Alternatives: graphql-js, or just using Apollo server on its own and defining the schema using their own syntax or in .graphql files. Using TypeGraphQL, especially as part of Warthog, reduces our boilerplate by having our code, schema, and data models all in one place.
What is it? An ORM (object-relational model) database client that uses TypeScript decorators to describe data models.
What do we use it for? Creating the data models and migrations for Patrician API (part of Warthog).
Alternatives: Sequelize used to be the go-to, but TypeORM has since grown in popularity. MikroORM is a similar project that is also gaining traction due to the slow development of TypeORM. Prisma2 looks very promising with its superb TypeScript support and autogenerated classes based on the data model, but it would require defining the data model in its own syntax as opposed to writing out the TypeScript classes. It's something worth revisiting once a stable version is released, but until TypeORM gives us any major issues we will probably stick with it.
What is it? A programming language that transpiles to JavaScript, offering type-checking and deep code editor integration, especially with VSCode.
What do we use it for? TypeScript is what the majority (currently all) of our code is written in, including the UI and API.
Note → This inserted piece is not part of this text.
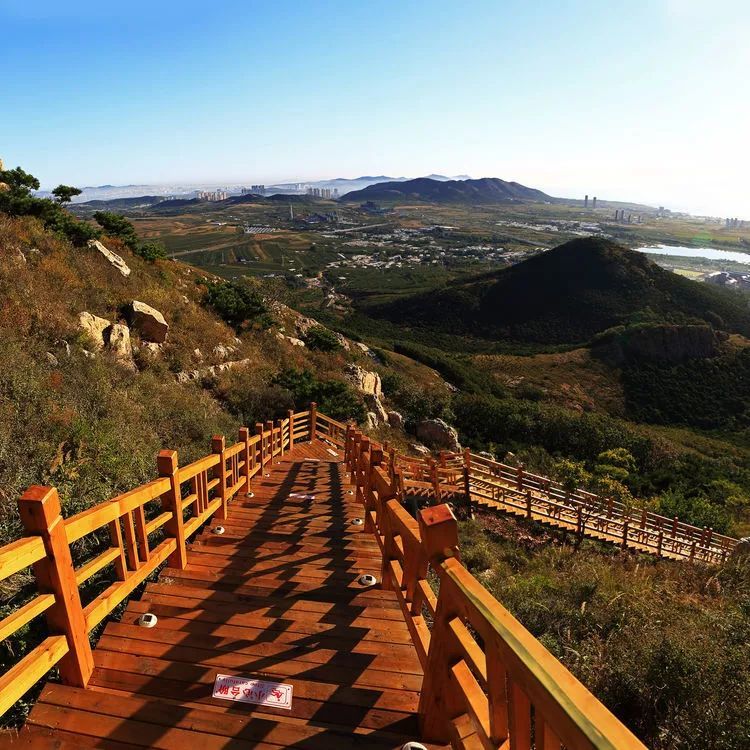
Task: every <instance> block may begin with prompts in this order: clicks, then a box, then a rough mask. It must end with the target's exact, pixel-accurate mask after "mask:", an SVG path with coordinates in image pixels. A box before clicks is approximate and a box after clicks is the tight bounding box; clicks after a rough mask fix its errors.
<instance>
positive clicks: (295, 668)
mask: <svg viewBox="0 0 750 750" xmlns="http://www.w3.org/2000/svg"><path fill="white" fill-rule="evenodd" d="M342 458H343V454H342V453H338V454H337V455H336V456H334V455H332V449H331V448H330V447H329V446H327V445H326V444H324V443H321V442H315V443H305V444H300V445H297V446H295V447H294V448H293V450H292V451H291V452H288V453H287V454H286V455H285V456H283V457H279V459H278V461H277V462H274V464H273V465H269V466H267V467H266V468H265V472H264V474H263V476H258V477H257V478H256V480H255V482H254V483H253V488H252V489H253V491H252V492H251V493H250V494H249V495H245V494H238V495H237V496H236V497H235V499H234V500H233V502H232V503H231V505H230V509H231V512H230V514H229V517H228V518H227V519H226V520H224V521H217V520H216V519H214V520H213V521H212V522H211V523H209V524H207V526H206V527H205V528H204V530H203V531H202V533H201V534H200V535H199V536H198V537H196V539H195V541H194V542H193V543H192V544H191V545H189V547H188V564H187V566H186V568H185V569H184V570H179V569H174V568H168V567H167V568H164V569H163V570H162V571H161V574H160V576H159V578H158V580H157V581H156V582H152V583H148V584H146V586H145V590H144V591H143V593H142V595H141V597H140V599H139V600H131V601H130V602H129V604H127V606H126V608H125V610H124V612H123V614H122V616H121V617H120V618H119V621H111V622H109V623H108V624H107V625H106V627H105V628H104V631H103V633H102V635H101V637H100V639H99V642H98V645H97V647H96V649H95V650H94V665H95V668H94V672H93V674H92V676H91V679H90V681H89V683H88V686H87V688H85V689H83V688H75V687H68V686H65V685H61V684H56V683H48V684H47V685H46V687H45V688H44V690H43V692H42V695H41V697H40V699H39V701H38V702H37V704H36V705H35V706H34V708H33V710H32V711H31V714H30V716H29V718H28V721H27V724H26V726H25V727H24V728H23V729H22V730H21V731H20V732H19V734H18V736H17V738H15V739H14V740H11V741H10V744H12V745H13V746H14V747H32V748H53V747H54V748H82V747H97V748H112V749H113V750H114V749H117V750H125V749H126V748H144V747H150V748H151V747H152V748H165V749H167V748H168V749H170V750H187V749H188V748H193V747H195V748H245V747H248V748H249V747H257V748H272V747H303V748H319V749H320V750H324V749H328V748H336V747H341V748H349V747H361V748H398V747H401V745H402V744H403V743H405V742H407V741H409V740H418V739H419V726H418V716H417V711H418V705H419V694H420V690H421V687H422V668H421V666H420V661H419V659H418V657H417V652H416V650H415V648H414V646H413V645H412V642H411V639H410V635H409V630H408V628H407V625H406V623H405V621H404V617H403V615H402V612H401V609H400V607H399V604H398V600H397V598H396V594H395V593H394V592H392V591H383V590H380V588H379V586H377V585H376V586H374V587H366V586H362V585H361V584H360V583H359V582H358V578H359V576H360V575H361V574H364V573H372V574H373V575H375V576H377V577H378V578H379V577H380V571H381V564H382V560H381V553H380V548H379V546H378V543H377V541H376V539H375V537H374V536H373V535H372V534H371V533H369V532H365V531H364V526H360V525H355V524H354V523H353V521H354V520H355V519H357V518H361V517H362V516H363V508H362V506H361V505H360V504H358V503H357V502H356V500H355V495H354V493H353V492H352V490H351V489H350V487H349V484H348V482H347V480H346V475H345V473H344V467H343V465H342V464H341V460H342ZM219 524H221V525H222V526H223V527H224V529H225V533H224V534H223V535H217V534H215V533H214V532H213V529H215V527H217V526H218V525H219ZM146 612H150V613H152V614H154V615H156V616H157V618H158V622H157V624H156V625H155V627H153V628H145V627H142V626H139V625H138V624H137V620H138V618H139V617H140V616H141V615H142V614H143V613H146ZM219 673H221V674H228V675H237V676H243V677H252V678H260V679H264V680H268V681H274V682H281V683H287V684H291V685H292V686H293V690H294V694H293V701H292V708H291V710H284V709H280V708H269V707H267V706H257V705H251V704H247V703H236V702H232V701H227V700H222V699H218V698H214V697H212V691H213V686H214V680H215V678H216V675H217V674H219ZM0 743H2V744H6V743H7V740H6V743H3V742H2V740H0ZM432 747H435V746H434V745H433V746H432Z"/></svg>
Alternatives: No real alternatives, although due to our microserviec architecture and desire for maximum performance, I could see some of our code moving away from JavaScript altogether, but it'll be a while before that happens.
What is it? A full-stack web hosting platform made by the creators of Next.js with built-in CI/CD (automatically deploys when code is merged in GitHub).
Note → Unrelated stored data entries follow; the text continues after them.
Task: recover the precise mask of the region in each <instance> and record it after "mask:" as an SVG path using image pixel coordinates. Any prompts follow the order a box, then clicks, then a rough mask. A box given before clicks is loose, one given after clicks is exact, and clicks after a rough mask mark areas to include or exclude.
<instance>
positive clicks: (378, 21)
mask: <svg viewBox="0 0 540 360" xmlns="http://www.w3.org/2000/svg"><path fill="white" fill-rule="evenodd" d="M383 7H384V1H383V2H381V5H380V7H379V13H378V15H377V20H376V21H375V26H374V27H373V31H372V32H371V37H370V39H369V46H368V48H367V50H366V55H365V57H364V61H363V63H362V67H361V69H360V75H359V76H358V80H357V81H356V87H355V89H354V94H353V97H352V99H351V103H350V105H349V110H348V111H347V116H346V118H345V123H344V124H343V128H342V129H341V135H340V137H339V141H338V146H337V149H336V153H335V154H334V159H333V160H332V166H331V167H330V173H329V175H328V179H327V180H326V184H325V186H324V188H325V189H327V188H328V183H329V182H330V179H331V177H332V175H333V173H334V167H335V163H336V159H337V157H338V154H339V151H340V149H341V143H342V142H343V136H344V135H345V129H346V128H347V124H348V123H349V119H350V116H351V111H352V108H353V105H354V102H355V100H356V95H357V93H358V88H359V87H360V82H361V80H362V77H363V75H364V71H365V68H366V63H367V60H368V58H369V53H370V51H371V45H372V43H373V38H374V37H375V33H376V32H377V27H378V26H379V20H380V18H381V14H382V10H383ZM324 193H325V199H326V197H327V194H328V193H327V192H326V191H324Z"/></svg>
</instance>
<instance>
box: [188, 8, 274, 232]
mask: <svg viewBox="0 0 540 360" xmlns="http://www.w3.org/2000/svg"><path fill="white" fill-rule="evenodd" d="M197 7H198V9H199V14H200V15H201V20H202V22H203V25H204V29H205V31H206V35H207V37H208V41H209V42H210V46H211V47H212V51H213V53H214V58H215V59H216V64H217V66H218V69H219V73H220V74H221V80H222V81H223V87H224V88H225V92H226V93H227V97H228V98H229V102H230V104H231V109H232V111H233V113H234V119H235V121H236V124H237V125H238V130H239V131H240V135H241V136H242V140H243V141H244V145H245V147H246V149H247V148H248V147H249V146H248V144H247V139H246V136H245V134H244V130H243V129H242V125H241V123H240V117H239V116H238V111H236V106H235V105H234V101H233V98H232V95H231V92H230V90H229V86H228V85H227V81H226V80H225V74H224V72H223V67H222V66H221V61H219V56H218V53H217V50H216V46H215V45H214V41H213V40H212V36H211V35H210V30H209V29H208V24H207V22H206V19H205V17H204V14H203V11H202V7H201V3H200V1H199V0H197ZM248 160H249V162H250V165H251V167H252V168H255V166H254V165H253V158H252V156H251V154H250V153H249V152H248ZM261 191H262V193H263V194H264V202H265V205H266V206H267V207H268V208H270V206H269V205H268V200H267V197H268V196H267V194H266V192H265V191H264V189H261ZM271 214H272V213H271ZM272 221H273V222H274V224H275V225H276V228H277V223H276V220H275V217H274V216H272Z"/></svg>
What do we use it for? Serving the Patrician UI.
Alternatives: Netlify would be an option if we abandoned SSR (making our site fully client-rendered/static). The other options would be AWS (many options to choose from) and Heroku. Vercel has been working great so far, is built by the creators of Next.js, and offers just about everything we need out of the box.
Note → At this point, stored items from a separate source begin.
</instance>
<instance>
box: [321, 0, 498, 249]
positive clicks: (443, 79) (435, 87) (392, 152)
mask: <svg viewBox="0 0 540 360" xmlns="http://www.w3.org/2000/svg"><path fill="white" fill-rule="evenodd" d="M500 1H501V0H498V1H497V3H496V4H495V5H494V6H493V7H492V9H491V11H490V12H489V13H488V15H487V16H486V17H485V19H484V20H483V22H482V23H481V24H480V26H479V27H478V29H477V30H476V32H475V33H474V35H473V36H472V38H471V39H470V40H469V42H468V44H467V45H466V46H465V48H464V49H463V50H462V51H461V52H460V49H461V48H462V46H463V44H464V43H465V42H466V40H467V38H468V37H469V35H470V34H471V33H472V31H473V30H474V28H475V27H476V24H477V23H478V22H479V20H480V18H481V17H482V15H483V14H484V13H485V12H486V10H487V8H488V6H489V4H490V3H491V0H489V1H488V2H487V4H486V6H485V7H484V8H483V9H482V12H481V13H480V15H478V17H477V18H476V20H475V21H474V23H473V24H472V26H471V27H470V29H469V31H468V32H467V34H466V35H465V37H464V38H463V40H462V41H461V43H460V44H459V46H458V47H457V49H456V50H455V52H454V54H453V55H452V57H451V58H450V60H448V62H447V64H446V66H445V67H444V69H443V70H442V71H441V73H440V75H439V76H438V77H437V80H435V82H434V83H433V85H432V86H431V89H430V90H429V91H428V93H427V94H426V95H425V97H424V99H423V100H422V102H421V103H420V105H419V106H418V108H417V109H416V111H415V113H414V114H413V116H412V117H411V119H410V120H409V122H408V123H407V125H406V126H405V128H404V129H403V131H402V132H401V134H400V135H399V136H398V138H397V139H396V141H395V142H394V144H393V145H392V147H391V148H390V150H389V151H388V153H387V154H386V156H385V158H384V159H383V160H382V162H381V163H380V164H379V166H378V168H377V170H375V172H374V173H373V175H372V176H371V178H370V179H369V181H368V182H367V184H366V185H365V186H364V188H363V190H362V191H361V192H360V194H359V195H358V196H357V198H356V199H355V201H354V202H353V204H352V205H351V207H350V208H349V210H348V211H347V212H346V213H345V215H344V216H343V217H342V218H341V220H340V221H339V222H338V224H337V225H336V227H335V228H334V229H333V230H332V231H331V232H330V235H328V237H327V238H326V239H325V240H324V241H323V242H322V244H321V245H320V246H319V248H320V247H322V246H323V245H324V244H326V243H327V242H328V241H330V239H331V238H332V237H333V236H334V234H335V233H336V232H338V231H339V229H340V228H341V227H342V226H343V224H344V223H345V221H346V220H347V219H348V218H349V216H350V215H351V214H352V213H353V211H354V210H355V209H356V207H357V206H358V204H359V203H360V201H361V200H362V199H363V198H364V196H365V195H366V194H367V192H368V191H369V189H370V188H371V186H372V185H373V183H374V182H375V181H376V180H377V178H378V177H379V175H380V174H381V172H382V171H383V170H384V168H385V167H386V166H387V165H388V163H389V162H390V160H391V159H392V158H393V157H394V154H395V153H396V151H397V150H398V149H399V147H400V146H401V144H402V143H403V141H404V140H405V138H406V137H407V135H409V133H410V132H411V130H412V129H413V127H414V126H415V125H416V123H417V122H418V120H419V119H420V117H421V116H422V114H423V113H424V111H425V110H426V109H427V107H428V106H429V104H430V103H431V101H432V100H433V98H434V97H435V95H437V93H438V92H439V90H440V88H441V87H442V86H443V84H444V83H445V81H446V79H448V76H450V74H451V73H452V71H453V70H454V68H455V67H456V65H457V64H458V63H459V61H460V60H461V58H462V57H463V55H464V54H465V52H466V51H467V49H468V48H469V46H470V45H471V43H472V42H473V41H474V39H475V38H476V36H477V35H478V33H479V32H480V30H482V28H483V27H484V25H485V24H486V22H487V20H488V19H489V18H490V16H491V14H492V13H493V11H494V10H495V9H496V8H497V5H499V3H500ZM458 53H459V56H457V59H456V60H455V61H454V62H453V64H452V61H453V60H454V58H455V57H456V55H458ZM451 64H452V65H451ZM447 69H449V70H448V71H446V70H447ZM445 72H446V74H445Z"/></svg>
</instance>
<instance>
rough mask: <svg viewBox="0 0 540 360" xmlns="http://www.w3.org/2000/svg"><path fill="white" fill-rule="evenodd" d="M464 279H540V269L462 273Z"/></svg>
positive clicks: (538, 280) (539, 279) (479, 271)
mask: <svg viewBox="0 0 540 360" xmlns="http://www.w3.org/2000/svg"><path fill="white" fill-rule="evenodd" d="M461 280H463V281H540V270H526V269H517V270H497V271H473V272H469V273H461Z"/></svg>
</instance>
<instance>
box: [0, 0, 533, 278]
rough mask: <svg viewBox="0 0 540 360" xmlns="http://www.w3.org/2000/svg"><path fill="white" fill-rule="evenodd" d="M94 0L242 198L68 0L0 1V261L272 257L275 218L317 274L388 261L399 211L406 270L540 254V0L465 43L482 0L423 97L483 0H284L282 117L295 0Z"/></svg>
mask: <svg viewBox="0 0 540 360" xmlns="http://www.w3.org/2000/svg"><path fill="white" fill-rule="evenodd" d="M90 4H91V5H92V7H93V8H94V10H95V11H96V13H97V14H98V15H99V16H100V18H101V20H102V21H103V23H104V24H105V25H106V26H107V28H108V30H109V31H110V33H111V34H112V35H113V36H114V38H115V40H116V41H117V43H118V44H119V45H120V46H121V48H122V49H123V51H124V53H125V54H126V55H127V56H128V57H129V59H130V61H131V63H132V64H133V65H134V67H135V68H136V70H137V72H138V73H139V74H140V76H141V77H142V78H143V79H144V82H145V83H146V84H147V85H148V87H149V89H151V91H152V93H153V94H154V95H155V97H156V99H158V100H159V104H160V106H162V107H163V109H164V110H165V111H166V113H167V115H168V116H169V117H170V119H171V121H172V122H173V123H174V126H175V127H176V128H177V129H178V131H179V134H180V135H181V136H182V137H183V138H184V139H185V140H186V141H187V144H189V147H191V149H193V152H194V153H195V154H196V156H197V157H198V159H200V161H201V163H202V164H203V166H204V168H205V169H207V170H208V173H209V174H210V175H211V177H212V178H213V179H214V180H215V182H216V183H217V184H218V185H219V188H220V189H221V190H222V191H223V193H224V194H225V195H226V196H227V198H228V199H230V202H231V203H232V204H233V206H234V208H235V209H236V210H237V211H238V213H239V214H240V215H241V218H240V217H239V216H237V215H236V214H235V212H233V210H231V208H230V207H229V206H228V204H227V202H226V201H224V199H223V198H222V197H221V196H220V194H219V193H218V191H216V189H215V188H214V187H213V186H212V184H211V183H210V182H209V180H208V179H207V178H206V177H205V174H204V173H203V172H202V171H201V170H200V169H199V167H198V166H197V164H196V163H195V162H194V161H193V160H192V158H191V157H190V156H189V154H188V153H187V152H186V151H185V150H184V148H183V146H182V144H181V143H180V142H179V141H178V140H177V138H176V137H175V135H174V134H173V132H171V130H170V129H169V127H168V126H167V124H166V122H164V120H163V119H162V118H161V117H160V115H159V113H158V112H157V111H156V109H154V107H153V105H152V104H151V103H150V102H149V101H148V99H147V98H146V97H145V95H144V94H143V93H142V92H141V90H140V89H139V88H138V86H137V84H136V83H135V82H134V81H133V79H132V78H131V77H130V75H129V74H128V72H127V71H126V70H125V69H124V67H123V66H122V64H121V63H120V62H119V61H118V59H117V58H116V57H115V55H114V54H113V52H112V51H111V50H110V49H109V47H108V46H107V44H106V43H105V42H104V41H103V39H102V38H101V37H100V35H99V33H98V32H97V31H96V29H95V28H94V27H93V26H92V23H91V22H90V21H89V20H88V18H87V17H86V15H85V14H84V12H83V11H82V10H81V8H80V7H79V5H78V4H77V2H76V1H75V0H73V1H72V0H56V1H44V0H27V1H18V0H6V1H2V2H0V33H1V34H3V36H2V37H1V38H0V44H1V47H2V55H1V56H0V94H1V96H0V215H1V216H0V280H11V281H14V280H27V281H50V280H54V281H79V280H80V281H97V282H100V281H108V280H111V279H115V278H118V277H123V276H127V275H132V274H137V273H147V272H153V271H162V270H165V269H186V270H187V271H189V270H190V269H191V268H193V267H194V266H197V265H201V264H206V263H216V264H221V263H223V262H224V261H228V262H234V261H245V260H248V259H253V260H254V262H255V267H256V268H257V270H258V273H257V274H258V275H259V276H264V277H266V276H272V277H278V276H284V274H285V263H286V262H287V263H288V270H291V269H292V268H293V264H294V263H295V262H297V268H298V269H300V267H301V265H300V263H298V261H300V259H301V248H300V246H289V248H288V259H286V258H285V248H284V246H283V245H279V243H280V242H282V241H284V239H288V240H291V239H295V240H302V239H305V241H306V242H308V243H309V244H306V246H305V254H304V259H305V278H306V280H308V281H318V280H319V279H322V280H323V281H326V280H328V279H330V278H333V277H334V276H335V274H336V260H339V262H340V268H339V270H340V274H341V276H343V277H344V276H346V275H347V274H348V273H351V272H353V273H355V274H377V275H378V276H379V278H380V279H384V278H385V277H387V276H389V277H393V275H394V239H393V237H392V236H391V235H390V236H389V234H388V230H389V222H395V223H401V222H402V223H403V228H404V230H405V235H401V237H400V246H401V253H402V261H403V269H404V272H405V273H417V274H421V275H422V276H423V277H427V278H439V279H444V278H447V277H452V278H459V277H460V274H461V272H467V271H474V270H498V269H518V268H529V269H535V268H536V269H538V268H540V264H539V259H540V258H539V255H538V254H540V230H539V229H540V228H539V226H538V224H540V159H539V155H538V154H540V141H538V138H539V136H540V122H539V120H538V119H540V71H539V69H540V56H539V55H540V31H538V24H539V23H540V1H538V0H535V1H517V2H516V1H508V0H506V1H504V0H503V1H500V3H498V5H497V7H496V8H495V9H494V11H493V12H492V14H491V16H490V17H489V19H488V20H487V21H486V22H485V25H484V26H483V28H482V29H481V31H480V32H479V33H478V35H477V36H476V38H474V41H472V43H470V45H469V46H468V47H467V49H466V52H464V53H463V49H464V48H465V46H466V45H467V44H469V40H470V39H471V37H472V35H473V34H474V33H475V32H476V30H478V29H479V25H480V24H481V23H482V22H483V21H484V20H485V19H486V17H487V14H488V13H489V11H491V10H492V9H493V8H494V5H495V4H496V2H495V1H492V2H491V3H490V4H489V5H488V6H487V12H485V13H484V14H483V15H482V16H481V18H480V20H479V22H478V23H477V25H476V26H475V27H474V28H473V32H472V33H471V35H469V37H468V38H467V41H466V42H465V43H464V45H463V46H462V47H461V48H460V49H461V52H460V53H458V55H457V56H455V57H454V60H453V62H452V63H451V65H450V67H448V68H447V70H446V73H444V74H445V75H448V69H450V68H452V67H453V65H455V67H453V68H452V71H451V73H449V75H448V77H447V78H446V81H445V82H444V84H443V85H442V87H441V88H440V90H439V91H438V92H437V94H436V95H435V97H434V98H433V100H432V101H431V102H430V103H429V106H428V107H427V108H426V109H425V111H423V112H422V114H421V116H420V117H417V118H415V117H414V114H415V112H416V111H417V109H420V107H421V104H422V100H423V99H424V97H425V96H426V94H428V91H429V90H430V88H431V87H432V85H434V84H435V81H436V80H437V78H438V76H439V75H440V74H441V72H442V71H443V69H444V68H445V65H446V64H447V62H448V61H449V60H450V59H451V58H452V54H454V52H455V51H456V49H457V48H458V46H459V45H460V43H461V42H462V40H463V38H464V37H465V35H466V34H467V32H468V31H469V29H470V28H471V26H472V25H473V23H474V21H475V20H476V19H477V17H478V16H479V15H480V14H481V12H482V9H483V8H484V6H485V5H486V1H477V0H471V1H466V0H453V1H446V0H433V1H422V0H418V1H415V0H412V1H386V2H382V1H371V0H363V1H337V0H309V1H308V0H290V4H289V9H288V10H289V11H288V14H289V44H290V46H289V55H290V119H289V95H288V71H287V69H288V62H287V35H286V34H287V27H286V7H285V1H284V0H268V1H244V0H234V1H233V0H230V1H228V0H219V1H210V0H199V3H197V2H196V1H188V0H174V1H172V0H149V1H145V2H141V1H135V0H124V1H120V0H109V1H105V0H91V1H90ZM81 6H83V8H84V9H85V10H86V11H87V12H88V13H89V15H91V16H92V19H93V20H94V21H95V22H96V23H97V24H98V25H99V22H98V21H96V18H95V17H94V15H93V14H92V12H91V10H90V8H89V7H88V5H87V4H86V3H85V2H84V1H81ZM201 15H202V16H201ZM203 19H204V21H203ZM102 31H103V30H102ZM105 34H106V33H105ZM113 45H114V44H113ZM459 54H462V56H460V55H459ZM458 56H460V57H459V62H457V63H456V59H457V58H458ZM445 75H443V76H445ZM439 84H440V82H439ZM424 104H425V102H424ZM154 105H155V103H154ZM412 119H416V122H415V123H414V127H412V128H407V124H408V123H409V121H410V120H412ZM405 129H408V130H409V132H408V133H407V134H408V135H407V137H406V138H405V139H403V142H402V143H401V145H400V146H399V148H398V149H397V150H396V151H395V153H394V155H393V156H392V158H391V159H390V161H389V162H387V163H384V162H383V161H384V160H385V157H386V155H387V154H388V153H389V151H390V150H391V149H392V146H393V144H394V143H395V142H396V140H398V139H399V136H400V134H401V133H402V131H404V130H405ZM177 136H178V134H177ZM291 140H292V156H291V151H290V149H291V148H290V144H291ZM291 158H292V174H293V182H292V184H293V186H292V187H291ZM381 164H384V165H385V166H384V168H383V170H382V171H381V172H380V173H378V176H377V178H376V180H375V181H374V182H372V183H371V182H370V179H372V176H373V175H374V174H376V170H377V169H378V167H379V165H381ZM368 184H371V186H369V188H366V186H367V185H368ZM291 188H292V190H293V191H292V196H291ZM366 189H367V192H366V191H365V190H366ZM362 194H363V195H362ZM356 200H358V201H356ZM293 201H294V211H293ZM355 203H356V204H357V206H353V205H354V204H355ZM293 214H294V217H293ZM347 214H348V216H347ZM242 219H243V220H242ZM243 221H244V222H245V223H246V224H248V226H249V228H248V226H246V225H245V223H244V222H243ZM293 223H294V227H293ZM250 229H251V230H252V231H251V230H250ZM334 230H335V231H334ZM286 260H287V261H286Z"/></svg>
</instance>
What is it? A GraphQL API framework for NodeJS that allows you to define your data model and API schema in one place and autogenerates CRUD operations with sorting, filtering, and pagination out of the box. Built on top of TypeORM and TypeGraphQL.
What do we use it for? This is the framework we're currently using for the Patrician API.
Alternatives: There are many options for a GraphQL framework that we could go with. I've written prototypes for the basic functionality in Nest.js, Hasura, and a TypeORM/TypeGraphQL app from scratch before I found this framework which offers a lot out of the box. Warthog is a small project and we're still evaluating if it will fit our needs in the long run, but we've had success with it so far. If at some point it fails to do so, we may look at Hasura again (or perhaps Postgraphile) or re-build our API from scratch using either TypeORM/TypeGraphQL or experiment with other frameworks (Prisma2, graphql-yoga, etc).
What is it? A Node.js package management tool similar to the npm cli. Commonly used in the React community.
What do we use it for? This is the package management solution we use for our UI and API. This means that it's required to use this over npm in your local dev setup (although once npm v7 is released, you'll be able to use either one, since it will recognize yarn.lock files).
Alternatives:npm and yarn are both tools that do the same thing: install Node.js packages, keep versions in sync and manage dependencies. The Warthog framework was built with Yarn in mind, so that's the main reason I went with it. One other nice feature is the ability to run commands without typing run: yarn start:dev instead of npm run start:dev. Yarn used to be much faster than npm but nowadays there aren't very many differences between the two.